Cualquier estudioso del gran filósofo Ortega y Gasset tiene que admitir una debilidad, una íntima contradicción que recorre su obra como una constante. Ésta consiste en partir de una concepción total, abarcadora, sistemática de la filosofía y, sin embargo, haberse pasado la vida (una vida accidentada desde el punto de vista vital y político, en un contexto histórico también ciertamente complejo) dejando retazos, fragmentos, trozos incompletos de su pensamiento, sin tener ocasión ni sosiego de elaborar un tratado abarcador y definitivo, como parece que era su intención. Esta carencia es una espina que Ortega siempre tendrá clavada.
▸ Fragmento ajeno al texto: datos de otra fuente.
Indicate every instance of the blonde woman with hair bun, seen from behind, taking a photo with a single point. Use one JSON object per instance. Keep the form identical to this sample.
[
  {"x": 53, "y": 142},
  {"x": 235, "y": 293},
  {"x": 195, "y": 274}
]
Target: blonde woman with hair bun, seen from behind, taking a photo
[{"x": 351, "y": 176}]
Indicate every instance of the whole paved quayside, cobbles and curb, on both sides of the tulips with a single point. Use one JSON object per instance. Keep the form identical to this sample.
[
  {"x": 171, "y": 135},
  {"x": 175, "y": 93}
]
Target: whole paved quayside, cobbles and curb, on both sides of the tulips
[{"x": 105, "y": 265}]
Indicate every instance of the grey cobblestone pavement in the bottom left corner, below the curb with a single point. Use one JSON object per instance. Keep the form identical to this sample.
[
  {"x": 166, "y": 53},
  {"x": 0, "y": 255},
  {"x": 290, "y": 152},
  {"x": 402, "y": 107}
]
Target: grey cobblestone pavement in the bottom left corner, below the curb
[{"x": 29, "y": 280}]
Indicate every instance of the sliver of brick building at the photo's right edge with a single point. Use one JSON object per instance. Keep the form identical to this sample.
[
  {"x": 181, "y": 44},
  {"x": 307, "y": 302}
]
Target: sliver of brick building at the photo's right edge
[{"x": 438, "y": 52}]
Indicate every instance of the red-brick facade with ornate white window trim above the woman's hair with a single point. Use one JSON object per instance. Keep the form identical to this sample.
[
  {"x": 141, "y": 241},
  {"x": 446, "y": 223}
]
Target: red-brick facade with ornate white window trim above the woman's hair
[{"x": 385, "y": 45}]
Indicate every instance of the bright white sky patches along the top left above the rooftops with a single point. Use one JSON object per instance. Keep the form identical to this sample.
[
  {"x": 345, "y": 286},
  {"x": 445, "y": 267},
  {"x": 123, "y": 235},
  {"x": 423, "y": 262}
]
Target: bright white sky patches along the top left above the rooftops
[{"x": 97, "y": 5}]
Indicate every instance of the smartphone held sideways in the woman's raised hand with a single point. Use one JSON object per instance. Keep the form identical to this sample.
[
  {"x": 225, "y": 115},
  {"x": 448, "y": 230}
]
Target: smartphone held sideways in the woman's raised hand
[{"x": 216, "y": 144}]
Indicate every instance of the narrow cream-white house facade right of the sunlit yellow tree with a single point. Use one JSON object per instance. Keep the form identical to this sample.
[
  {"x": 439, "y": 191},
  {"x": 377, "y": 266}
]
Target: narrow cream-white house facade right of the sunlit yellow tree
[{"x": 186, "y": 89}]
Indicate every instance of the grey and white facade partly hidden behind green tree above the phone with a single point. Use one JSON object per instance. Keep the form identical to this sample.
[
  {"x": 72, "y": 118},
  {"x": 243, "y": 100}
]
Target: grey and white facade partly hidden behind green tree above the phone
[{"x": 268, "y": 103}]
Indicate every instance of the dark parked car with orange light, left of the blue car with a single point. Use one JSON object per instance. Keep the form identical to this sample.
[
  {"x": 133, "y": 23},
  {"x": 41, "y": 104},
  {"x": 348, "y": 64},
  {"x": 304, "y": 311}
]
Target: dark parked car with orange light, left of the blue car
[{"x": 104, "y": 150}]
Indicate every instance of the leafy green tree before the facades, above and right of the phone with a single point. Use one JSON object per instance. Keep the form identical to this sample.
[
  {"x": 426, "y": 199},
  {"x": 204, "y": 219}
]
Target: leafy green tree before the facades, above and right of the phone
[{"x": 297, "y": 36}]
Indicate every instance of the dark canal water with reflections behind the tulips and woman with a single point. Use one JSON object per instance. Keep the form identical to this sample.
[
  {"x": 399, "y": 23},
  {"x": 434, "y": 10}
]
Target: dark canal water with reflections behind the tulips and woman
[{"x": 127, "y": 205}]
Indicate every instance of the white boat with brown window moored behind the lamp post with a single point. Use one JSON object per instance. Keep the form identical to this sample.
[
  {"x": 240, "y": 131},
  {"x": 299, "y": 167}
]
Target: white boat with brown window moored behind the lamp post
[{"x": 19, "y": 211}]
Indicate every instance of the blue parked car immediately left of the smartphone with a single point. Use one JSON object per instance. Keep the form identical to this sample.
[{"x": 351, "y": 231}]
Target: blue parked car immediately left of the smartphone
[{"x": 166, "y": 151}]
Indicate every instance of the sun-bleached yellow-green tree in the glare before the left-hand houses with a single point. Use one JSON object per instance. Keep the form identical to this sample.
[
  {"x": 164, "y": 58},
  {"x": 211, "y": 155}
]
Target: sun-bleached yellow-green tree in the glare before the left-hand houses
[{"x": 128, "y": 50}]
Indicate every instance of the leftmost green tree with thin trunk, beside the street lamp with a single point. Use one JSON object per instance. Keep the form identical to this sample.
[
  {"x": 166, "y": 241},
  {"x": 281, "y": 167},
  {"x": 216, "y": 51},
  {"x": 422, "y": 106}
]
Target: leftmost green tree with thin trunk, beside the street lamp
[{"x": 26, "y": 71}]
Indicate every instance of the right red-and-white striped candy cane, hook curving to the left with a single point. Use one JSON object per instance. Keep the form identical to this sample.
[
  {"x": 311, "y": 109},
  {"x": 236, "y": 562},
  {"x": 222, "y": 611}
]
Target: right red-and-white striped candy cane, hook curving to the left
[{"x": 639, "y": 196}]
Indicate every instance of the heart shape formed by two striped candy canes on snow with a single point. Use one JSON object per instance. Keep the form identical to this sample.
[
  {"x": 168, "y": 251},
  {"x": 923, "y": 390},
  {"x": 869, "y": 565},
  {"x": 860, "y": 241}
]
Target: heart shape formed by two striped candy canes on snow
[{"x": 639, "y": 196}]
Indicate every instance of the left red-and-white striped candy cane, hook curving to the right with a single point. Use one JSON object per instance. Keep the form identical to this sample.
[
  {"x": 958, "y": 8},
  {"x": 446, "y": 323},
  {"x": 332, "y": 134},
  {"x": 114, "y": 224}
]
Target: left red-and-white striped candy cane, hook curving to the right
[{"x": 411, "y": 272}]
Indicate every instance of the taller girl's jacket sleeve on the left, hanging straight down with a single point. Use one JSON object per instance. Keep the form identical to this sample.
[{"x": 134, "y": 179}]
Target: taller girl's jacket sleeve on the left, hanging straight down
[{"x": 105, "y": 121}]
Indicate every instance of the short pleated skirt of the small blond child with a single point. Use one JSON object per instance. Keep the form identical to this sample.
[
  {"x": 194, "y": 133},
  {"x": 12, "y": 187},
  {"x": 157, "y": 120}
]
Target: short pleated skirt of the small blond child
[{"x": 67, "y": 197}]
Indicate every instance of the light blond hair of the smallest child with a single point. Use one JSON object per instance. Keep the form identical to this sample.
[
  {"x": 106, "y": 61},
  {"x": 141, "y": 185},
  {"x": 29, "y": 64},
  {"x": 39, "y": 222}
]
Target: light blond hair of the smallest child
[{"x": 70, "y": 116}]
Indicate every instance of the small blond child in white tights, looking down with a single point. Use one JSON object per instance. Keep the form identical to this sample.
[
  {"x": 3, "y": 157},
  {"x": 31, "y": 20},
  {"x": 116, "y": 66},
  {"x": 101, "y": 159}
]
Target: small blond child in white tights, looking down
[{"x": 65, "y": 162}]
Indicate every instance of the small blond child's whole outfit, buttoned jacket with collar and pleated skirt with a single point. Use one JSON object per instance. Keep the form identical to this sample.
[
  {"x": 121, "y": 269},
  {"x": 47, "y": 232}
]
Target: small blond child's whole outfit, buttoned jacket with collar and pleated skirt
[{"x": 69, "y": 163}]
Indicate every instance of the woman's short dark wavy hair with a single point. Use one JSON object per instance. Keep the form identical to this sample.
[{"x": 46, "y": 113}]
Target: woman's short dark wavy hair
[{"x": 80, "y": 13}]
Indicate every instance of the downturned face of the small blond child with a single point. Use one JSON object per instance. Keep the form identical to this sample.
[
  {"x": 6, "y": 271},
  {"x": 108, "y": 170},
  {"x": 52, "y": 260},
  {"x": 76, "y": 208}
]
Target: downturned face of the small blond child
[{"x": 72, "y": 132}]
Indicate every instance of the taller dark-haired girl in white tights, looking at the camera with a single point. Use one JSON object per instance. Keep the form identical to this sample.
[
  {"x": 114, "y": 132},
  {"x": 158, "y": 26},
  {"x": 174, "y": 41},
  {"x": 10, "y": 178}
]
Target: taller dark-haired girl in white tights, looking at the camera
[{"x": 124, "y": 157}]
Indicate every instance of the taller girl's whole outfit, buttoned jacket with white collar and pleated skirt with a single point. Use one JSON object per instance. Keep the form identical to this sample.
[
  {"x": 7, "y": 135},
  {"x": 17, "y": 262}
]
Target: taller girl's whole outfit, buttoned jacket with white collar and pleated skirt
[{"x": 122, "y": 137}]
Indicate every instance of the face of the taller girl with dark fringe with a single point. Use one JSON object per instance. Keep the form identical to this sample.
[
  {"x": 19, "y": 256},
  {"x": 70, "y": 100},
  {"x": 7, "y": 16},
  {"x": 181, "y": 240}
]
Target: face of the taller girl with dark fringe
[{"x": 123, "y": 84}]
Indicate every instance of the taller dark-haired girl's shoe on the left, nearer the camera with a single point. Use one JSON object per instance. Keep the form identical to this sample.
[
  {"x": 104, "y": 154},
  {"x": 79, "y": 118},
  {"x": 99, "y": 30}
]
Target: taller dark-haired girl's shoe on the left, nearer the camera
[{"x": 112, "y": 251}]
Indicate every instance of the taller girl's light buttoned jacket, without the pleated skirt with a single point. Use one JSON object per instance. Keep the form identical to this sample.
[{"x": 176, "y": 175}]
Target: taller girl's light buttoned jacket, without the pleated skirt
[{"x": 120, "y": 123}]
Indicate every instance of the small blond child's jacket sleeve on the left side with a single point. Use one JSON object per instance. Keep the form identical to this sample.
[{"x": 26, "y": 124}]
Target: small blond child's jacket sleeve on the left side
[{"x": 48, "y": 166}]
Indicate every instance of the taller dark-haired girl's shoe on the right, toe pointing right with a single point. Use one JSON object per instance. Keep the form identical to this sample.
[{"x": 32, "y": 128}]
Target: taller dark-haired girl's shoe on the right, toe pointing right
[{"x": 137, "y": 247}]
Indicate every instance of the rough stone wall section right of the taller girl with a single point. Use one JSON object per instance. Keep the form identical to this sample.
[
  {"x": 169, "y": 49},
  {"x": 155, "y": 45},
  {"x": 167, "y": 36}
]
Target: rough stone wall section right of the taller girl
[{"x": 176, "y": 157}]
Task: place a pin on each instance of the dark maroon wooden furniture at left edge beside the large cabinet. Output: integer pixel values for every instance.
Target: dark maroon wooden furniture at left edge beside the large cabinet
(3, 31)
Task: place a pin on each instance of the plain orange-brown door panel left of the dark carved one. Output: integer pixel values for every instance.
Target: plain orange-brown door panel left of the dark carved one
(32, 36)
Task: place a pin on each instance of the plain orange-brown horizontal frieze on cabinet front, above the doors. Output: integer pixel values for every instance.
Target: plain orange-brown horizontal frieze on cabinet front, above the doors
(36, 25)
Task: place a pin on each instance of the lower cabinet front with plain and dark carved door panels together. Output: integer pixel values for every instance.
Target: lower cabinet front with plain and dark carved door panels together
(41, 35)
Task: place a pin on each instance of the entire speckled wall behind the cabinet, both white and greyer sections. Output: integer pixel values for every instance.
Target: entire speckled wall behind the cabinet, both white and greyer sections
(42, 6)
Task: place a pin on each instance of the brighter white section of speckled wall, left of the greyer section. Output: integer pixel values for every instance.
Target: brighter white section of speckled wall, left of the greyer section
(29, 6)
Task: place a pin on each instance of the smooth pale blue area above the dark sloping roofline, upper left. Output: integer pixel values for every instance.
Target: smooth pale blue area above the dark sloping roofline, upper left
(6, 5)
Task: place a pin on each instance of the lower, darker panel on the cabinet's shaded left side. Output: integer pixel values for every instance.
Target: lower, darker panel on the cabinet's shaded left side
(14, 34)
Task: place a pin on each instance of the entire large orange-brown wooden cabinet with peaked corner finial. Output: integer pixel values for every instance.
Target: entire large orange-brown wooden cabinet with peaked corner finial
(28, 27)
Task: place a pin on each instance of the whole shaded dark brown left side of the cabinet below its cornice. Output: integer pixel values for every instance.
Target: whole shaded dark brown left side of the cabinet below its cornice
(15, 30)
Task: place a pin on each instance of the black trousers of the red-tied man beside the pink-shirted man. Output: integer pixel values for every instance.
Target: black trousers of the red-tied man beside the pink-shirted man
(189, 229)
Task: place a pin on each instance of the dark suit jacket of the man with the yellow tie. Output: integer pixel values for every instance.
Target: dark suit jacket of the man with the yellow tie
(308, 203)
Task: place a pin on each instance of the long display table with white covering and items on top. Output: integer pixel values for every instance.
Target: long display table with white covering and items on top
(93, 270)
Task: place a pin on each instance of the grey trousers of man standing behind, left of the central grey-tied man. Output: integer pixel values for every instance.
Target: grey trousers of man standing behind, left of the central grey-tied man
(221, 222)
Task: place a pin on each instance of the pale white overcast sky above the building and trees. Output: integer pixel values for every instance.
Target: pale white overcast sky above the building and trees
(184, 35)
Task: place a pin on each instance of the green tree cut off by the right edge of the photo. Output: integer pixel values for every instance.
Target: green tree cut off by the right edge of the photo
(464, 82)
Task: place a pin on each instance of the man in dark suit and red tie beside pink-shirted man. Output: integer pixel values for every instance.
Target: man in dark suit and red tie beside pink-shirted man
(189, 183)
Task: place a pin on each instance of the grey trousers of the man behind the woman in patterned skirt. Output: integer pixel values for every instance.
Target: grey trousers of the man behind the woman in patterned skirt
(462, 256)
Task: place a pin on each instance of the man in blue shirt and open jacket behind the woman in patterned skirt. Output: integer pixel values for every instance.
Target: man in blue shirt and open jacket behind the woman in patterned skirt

Hasta en sus últimos años no puede disimular cierta decepción por esto. “Dificultades insuperables -escribe a su amigo el filólogo alemán E. R. Curtius- que conocerá usted cuando entre más en la vida española (…) me han impedido lograr una producción normal”. Y esto que Ortega llama una producción normal es la elaboración de un tratado preciso que expusiera el sistema filosófico que llevaba dentro. Oigamos otra queja: “En realidad, mi situación es enojosa; porque hace cuatro años que debían estar fuera de mí las dos grandes masas de pensamiento que representan mis dos títulos El hombre y la gente y Aurora de la razón histórica. Son todo un sistema filosófico que me hierve dentro, resultado de toda mi vida, que está ahí, dentro de mí, presto en todos sus detalles”. Hay que tener en cuenta que esta carta es de 1937, y que Ortega contaba a la sazón 54 años. Sus inquietudes no son, precisamente, las prisas de un principiante.
La clave (o una de ellas) hay que buscarla en sus circunstancias biográficas e históricas, de forma especial, en la circunstancia española, en el tan traído y llevado “problema español”, la “anomalía histórica de España”, de la que Ortega es uno de los máximos exponentes y, de alguna manera, uno de los mayores perjudicados. A este respecto, un texto esclarecedor es Prólogo para alemanes. En este libro (llamarle libro es una forma de hablar; su título indica su origen), que tiene mucho de contenido autobiográfico, se ve a un Ortega, que recuerda sus jóvenes años de estudiante en Marburgo, donde ya tiene claro que “mi destino individual se me aparecía y sigue apareciéndome como inseparable del destino de mi pueblo”. Esto lo lleva a una vertiginosa participación directa en la vida pública española: periodismo, editorial, la cátedra, empresas culturales diversas, incluso la política, de la que, como suele ocurrir a los intelectuales de todos los tiempos, saldrá escarmentado.
Ortega es un convencido, como sus contemporáneos, como sus antecesores del 98 y como sus continuadores de las siguientes generaciones, de lo que se ha llamado “la anomalía histórica española”. Si esta idea es un mito (como más de uno cree) largamente alimentado por generaciones de intelectuales quejumbrosos, o si corresponde a datos reales, es un tema que no corresponde dilucidar aquí. Lo que sí es cierto es que Ortega se deja llevar tempranamente por esta pasión; y esta desazón española, este “me duele España” que decía su maestro Unamuno, no le va abandonar ya nunca en su larga andadura intelectual.
De no haber sido así, quizá hubiese tenido tiempo y sosiego para escribir esa Aurora de la razón histórica por la que suspiraba. Pero no podía ser así. Si hubiese sido un filósofo sosegado y distante, dedicado a esculpir pausadamente su sistema (Kant, Spinoza, Zubiri) no hubiese sido él mismo. El filósofo de la circunstancia se tenía que dejar llevar por ella, si no quería que su vida fuese una falsificación. Termino con esta cita que expresa bien su pasión española, que en él es pasión intelectual, pero también congoja personal: ¿Dónde está -decidme- una palabra clara, una sola palabra radiante que pueda satisfacer a un corazón honrado, a una mente delicada, una palabra que alumbre el destino de España?”.